Regulator raps law firm's ad on conversion to thrift charter.

The National Credit Union Administration has accused a Chicago-based law firm of misrepresenting the government's policy regarding the conversion of credit unions to thrift charters.

An advertisement sent to some Illinois credit unions in May by Schiff Hardin & Waite "very clearly makes it seem we have approved one of these transactions, when that is not the case," said Robert M. Fenner, NCUA general counsel.

In response, the agency is expected to send a letter to federally insured credit unions in Illinois explaining the agency's position.

"We'll tell them both what we think is wrong with the letter and what we think about the whole effort of lawyers trying to get credit unions to convert - that it's motivated by lawyers who are out to make money," Mr. Fenner said.

The agency had a problem with language in the four-page advertisement.
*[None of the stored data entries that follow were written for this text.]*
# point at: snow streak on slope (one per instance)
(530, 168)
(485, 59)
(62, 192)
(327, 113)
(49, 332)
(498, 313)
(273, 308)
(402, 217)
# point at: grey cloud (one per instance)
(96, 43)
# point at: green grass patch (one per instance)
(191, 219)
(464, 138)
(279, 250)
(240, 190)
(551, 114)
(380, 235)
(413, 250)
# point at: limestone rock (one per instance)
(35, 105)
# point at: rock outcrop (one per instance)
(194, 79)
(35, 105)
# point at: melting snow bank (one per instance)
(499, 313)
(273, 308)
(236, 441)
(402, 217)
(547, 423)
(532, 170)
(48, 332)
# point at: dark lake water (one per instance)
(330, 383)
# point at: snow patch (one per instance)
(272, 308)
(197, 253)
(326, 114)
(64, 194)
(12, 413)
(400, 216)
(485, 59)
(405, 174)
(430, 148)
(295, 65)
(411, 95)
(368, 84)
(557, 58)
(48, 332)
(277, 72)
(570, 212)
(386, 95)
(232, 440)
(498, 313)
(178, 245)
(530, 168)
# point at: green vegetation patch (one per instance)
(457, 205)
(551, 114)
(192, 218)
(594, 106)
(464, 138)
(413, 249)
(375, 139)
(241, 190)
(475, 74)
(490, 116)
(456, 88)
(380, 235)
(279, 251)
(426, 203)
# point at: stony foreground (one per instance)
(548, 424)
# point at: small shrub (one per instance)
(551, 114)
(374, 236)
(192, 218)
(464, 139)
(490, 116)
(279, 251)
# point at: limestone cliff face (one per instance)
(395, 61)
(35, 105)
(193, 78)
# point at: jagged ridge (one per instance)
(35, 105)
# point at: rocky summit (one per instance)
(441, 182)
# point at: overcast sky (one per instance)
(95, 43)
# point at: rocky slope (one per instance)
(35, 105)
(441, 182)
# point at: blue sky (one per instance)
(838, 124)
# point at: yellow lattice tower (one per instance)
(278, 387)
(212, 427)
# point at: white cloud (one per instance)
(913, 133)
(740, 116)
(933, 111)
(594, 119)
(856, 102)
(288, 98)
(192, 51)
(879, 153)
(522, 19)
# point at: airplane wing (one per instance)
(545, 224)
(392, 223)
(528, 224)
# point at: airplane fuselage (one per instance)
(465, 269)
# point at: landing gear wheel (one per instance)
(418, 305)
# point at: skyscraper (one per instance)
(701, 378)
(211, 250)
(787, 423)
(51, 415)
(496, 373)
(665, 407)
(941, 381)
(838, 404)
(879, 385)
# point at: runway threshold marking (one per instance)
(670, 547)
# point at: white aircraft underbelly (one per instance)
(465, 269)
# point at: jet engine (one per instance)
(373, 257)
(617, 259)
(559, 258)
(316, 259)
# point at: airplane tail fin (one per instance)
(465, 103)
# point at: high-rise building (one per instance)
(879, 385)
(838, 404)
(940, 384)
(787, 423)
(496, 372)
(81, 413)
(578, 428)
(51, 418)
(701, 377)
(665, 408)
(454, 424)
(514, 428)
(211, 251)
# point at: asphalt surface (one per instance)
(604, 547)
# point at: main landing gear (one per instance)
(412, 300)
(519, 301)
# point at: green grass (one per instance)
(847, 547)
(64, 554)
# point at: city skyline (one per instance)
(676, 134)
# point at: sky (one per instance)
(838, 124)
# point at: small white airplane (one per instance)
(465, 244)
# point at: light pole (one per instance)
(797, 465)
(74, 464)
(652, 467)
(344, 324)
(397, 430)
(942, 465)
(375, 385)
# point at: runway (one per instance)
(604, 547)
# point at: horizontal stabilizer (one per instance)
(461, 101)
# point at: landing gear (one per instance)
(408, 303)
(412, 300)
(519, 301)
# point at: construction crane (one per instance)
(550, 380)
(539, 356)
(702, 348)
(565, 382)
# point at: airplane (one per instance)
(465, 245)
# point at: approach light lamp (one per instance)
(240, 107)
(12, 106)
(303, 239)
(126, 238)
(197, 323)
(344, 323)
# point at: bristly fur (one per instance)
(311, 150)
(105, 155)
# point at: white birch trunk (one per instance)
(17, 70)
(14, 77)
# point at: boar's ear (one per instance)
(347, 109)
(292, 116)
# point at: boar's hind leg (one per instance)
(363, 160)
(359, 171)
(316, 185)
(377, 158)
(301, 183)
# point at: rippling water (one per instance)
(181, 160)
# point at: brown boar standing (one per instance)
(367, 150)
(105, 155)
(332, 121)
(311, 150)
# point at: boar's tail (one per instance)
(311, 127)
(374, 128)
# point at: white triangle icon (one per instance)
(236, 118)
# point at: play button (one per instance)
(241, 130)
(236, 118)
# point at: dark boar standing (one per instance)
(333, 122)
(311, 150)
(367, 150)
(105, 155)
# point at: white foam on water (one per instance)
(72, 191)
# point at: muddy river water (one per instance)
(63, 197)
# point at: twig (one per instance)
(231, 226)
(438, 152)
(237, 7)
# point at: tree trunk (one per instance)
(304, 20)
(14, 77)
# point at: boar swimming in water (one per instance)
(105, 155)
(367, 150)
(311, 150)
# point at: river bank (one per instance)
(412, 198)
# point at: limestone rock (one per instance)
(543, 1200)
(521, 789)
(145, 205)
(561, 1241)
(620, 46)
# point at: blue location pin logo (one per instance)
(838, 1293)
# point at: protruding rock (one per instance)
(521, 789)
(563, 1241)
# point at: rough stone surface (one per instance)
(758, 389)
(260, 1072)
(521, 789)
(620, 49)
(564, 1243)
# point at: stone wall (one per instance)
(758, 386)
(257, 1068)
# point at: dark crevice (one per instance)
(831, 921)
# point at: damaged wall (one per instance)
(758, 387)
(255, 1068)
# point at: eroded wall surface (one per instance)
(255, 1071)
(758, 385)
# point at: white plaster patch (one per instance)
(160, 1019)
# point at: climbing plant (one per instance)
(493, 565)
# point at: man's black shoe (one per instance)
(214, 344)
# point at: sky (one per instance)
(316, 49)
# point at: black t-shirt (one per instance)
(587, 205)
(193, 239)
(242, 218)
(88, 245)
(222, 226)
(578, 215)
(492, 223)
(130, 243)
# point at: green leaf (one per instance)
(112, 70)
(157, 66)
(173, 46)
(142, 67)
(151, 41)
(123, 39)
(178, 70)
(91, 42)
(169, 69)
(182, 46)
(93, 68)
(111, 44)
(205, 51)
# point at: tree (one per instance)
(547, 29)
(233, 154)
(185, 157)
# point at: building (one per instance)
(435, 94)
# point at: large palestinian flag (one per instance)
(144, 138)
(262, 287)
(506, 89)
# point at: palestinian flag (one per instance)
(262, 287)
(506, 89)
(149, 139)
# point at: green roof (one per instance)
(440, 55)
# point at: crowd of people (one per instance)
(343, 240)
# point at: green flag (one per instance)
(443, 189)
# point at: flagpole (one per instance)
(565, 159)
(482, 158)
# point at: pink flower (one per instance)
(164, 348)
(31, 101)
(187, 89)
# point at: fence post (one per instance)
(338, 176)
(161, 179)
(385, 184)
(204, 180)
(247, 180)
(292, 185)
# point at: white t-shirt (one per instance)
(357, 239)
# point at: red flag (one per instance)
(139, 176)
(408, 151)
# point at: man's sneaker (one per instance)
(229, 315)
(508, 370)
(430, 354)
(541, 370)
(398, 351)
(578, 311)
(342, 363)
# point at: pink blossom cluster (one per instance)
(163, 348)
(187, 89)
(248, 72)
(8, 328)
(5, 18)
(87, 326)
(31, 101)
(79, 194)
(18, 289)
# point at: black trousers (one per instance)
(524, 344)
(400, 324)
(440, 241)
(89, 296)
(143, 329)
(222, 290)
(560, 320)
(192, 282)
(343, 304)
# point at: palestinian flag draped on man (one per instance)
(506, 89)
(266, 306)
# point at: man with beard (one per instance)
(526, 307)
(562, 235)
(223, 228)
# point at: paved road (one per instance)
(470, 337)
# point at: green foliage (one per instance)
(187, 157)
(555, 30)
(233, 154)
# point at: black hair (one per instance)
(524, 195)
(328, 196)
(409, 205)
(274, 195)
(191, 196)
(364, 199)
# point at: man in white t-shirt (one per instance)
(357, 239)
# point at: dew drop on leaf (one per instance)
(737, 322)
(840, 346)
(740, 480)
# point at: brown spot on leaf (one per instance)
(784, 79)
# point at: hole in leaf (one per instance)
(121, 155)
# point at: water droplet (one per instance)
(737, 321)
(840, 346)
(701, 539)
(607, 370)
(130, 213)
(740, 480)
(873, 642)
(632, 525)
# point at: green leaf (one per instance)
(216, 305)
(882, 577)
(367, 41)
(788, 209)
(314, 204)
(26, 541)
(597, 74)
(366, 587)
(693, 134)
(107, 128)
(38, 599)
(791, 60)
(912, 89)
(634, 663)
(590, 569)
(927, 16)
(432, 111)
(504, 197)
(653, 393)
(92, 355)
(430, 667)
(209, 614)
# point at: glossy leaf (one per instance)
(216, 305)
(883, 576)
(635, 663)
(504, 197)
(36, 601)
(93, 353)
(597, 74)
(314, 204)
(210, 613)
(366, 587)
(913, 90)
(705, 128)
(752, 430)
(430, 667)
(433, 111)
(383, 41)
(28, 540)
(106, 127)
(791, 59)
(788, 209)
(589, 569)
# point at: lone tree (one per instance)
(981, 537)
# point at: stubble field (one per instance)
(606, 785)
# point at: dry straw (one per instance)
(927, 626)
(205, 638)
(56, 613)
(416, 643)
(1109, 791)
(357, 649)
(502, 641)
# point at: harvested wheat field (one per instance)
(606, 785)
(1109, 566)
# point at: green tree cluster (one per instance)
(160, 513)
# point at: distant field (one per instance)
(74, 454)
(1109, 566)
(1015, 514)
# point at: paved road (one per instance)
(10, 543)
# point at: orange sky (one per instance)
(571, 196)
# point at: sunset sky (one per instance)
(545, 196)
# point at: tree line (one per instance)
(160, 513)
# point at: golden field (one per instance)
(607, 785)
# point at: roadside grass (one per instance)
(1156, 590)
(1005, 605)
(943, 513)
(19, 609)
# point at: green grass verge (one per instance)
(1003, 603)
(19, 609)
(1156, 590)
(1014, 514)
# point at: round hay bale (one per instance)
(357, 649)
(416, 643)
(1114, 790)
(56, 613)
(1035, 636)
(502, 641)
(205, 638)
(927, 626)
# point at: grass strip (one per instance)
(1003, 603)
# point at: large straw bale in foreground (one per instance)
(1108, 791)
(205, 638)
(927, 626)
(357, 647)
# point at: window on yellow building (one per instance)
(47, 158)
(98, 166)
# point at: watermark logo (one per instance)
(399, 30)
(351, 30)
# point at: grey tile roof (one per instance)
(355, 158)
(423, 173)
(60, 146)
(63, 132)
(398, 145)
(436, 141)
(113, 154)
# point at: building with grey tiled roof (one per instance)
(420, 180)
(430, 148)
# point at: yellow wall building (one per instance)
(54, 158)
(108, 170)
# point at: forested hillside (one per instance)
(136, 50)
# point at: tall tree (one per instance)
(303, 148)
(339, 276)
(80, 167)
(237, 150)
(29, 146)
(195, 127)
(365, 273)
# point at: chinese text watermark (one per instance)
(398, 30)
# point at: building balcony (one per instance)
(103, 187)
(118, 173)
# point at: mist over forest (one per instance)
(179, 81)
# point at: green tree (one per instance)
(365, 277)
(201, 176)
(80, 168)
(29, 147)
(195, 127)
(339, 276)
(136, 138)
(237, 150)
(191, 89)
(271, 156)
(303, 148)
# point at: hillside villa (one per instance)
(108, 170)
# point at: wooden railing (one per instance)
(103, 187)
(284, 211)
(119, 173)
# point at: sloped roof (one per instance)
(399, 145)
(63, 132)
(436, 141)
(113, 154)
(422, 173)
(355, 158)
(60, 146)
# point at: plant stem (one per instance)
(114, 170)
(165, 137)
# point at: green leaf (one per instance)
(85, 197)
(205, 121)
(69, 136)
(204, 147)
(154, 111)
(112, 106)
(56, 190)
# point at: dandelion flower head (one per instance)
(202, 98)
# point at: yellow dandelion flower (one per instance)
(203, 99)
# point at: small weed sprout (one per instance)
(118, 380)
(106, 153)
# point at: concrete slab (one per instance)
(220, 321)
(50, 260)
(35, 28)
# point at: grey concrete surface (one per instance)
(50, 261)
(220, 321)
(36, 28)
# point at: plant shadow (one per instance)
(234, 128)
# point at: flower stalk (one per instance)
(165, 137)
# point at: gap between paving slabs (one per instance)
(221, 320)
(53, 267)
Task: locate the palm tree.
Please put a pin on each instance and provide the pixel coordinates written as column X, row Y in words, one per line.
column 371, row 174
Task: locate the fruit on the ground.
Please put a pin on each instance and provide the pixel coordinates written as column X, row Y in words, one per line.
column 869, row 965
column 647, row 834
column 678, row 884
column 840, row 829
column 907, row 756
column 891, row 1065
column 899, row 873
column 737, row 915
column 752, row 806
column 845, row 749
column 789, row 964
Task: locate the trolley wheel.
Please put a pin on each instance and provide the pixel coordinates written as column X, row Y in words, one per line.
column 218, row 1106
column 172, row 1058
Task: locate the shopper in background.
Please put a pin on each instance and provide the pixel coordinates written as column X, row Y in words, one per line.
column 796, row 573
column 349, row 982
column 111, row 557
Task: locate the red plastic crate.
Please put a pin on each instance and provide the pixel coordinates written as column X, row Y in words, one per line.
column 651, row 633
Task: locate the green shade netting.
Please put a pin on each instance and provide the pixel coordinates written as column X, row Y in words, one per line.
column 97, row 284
The beginning read: "The Office of Thrift Supervision and the National Credit Union Administration recently issued legal opinions approving the conversion of a mutually owned credit union to stock form."

Mr. Fenner said the agency's legal opinion described only the procedure for such a transaction. It hasn't approved any conversions.

Gary Mowder, a partner at the firm, said the agency's position was not misrepresented. The advertisement noted the opinions were responses to inquiries for interpretive advice, and a footnote said no transaction had been completed.

The law firm has prepared a letter addressing the agency's concerns.

Mr. Mowder said the firm sent it to NCUA officials and is awaiting their reaction.

"As a courtesy to the agency, we'd be more than happy to make their points to the credit unions we contacted," he said.

On June 23 the NCUA board will consider regulations to give it final approval over a charter conversion by any federally insured credit union.